A common form of ECD is coordination DDoS against a specific target, also known as a virtual sit-in. Such virtual sit-ins may be announced on the internet by hacktivist groups like the Electronic Disturbance Theatre and the borderlands Hacklab.[3]

Computerized activism exists at the intersections of politico-social movements and computer-mediated communication.[4] Stefan Wray writes about ECD:

"As hackers become politicized and as activists become computerized, we are going to see an increase in the number of cyber-activists who engage in what will become more widely known as Electronic Civil Disobedience. The same principals of traditional civil disobedience, like trespass and blockage, will still be applied, but more and more these acts will take place in electronic or digital form. The primary site for Electronic Civil Disobedience will be in cyberspace.[1]

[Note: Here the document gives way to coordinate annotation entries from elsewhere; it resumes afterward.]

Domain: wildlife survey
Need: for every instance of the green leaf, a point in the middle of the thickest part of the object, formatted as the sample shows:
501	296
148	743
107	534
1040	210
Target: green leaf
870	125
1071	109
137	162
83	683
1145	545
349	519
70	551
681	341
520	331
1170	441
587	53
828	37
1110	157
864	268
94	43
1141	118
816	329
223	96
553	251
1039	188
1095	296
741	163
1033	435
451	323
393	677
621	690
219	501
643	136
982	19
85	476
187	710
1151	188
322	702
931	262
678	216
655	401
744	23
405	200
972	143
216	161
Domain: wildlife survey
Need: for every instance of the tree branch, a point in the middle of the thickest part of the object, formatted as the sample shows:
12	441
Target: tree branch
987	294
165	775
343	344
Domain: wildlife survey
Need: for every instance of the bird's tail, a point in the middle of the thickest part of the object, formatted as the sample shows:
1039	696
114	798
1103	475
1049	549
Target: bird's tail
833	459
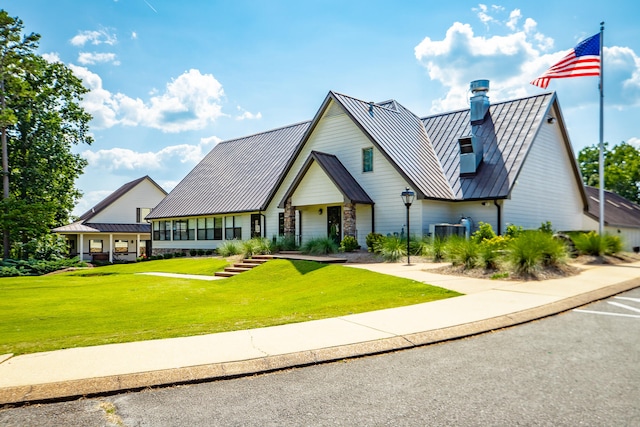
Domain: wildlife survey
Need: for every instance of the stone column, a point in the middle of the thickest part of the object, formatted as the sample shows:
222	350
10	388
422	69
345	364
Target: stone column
289	219
349	219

Jeff Shantz and Jordon Tomblin write that ECD or cyber disobedience merges activism with organization and movement building through online participatory engagement:

Cyber disobedience emphasizes direct action, rather than protest, appeals to authority, or simply registering dissent, which directly impedes the capacities of economic and political elites to plan, pursue, or carry out activities that would harm non-elites or restrict the freedoms of people in non-elite communities. Cyber disobedience, unlike much of conventional activism or even civil disobedience, does not restrict actions on the basis of state or corporate acceptance or legitimacy or in terms of legality (which cyber disobedient view largely as biased, corrupt, mechanisms of elites rule). In many cases recently, people and groups involved in online activism or cyber disobedience are also involving themselves in real world actions and organizing. In other cases people and groups who have only been involved in real world efforts are now moving their activism and organizing online as well.[5]

History[edit]

The origins of computerized activism extend back in pre-Web history to the mid-1980s. Examples include PeaceNet (1986), a newsgroup service, which allowed political activists to communicate across international borders with relative ease and speed using Bulletin Board Systems and email lists.[4] The term "electronic civil disobedience" was first coined by the Critical Art Ensemble in the context of nomadic conceptions of capital and resistance, an idea that can be traced back to Hakim Bey’s (1991) "T. A. Z. The Temporary Autonomous Zone: Ontological Anarchy, Poetic Terrorism" and Gilles Deleuze’s and Felix Guattari’s (1987) "A Thousand Plateaus". ECF uses temporary - and nomadic -"autonomous zones" as the launch pads from where electronic civil disobedience is activated (for example, temporary websites that announce the ECD action).[1]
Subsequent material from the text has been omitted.